In April 2022, the Central Bank of Sri Lanka announced the suspension of repayment of Sri Lankan external debt service, thus defaulting for the first time in its history and highlighting an economic crisis whose warning signs had been accumulating for several years. Following this episode, the country entered a major economic crisis (depreciation of the rupee, increased inflation, decline in official reserves) leading to shortages of basic goods: fuel, medicines, gas, chemical inputs, foodstuffs. The economic crisis had a strong impact on the agricultural sector and the Ceylon tea industry was not spared. Representing 11% of the national export revenues in 2023($1.3 billion), tea is an essential component of the Sri Lankan economy. Despite the arrangements put in place by the public authorities, the tea industry has been seriously affected, highlighting structural difficulties linked to a dual dependency: on imported mineral fertilization for production, and on the configuration of international markets with regard to exports.
In this context, the project to create a geographical indication (GI) for Ceylon tea, led by the Sri Lanka Tea Board, the apex body of the Sri Lanka Tea industry, was announced as a tool providing collective response to the crisis. The exercise of defining the specific quality of Ceylon tea linked to its origin posed a practical challenge: the re-embeddedness of tea production process in its territory - in its environmental, social and economic dimensions.
Using the IAD/SES framework, this communication will provide a longitudinal analysis of the Ceylon Tea PGI building process. The analysis will explore the different dimension of the collective action and arena of discussions. It will highlight the difficulties in re-articulating the socio-ecosystems dynamics with the productive one to propose a collective response to the extent of the structural difficulties of the Ceylon tea sector.

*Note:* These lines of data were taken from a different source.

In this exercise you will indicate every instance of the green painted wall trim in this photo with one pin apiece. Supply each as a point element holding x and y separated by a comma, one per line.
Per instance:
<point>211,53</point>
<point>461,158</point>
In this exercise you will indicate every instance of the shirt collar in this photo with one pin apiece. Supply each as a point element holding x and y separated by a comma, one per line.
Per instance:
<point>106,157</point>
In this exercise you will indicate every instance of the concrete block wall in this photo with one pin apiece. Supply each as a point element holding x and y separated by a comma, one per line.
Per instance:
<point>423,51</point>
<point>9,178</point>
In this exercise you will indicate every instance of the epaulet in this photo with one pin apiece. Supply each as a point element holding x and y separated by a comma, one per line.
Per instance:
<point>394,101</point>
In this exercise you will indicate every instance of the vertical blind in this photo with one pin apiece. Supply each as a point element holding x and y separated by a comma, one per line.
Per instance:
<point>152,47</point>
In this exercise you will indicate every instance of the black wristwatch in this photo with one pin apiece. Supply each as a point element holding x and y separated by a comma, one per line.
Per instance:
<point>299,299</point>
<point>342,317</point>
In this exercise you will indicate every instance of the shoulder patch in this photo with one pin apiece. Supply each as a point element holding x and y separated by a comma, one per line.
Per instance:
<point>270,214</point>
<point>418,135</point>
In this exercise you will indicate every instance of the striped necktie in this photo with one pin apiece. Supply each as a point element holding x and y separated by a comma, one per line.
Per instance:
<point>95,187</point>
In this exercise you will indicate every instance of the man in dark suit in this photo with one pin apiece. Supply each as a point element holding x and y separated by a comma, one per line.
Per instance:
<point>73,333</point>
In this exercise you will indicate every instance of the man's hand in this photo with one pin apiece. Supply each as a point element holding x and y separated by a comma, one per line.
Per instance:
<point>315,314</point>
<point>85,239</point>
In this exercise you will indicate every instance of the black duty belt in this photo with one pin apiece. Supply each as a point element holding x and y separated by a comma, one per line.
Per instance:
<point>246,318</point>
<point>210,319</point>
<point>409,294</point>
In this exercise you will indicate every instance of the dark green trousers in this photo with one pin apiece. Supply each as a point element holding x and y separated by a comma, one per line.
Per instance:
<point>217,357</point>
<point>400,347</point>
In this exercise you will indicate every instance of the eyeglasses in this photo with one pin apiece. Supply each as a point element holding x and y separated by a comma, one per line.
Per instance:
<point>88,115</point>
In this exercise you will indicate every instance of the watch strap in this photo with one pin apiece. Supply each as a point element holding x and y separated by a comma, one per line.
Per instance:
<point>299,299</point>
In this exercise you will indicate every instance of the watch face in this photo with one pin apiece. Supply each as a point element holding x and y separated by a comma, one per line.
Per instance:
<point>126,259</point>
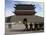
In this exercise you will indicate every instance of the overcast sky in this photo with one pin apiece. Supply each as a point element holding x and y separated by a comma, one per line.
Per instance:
<point>9,7</point>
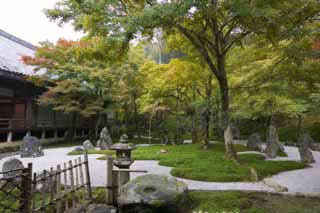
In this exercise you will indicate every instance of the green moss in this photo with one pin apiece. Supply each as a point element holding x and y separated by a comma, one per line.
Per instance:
<point>231,201</point>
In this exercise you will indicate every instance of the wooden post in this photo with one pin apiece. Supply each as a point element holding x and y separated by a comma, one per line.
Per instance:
<point>77,179</point>
<point>58,189</point>
<point>87,173</point>
<point>52,189</point>
<point>81,176</point>
<point>9,136</point>
<point>115,185</point>
<point>34,184</point>
<point>72,184</point>
<point>109,180</point>
<point>26,189</point>
<point>43,193</point>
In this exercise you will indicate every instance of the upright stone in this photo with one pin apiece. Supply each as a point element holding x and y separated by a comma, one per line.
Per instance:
<point>105,140</point>
<point>254,142</point>
<point>87,145</point>
<point>305,141</point>
<point>31,147</point>
<point>273,145</point>
<point>306,155</point>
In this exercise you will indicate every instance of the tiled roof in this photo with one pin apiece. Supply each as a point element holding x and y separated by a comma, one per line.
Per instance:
<point>11,51</point>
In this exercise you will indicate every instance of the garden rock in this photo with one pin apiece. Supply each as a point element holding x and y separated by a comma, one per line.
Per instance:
<point>305,141</point>
<point>78,149</point>
<point>273,145</point>
<point>254,142</point>
<point>100,208</point>
<point>276,186</point>
<point>124,138</point>
<point>153,193</point>
<point>31,147</point>
<point>165,139</point>
<point>87,145</point>
<point>12,164</point>
<point>105,139</point>
<point>306,155</point>
<point>49,184</point>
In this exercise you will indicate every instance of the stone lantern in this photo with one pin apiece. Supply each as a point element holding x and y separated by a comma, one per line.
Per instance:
<point>123,158</point>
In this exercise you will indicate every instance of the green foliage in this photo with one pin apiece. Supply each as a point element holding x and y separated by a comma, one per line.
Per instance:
<point>253,202</point>
<point>192,162</point>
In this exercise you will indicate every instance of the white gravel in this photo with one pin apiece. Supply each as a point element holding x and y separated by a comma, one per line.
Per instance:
<point>304,181</point>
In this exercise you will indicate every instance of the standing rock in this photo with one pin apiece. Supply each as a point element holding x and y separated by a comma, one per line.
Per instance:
<point>48,184</point>
<point>31,147</point>
<point>273,144</point>
<point>306,155</point>
<point>305,141</point>
<point>124,138</point>
<point>105,139</point>
<point>87,145</point>
<point>254,142</point>
<point>165,139</point>
<point>12,164</point>
<point>153,193</point>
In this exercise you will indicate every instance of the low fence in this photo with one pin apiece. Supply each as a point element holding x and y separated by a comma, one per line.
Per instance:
<point>15,190</point>
<point>56,190</point>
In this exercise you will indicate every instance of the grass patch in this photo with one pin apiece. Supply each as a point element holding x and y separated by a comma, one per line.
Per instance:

The analytical work presented is based on 2 years of participant observation and semi-directed interviews covering all the segments of the tea industry from tea gardens to exporters (> 60 ). It also uses the results of thematic working group sessions involving all the unions from the various segments of the industry (> 120 participants), the results of the PGI consultation workshops (> 550 participants). ), the incremental versions of the GI specifications . All of these materials made it possible to trace the timeline of the project up to the submission of the specifications to the European Commission in September 2024.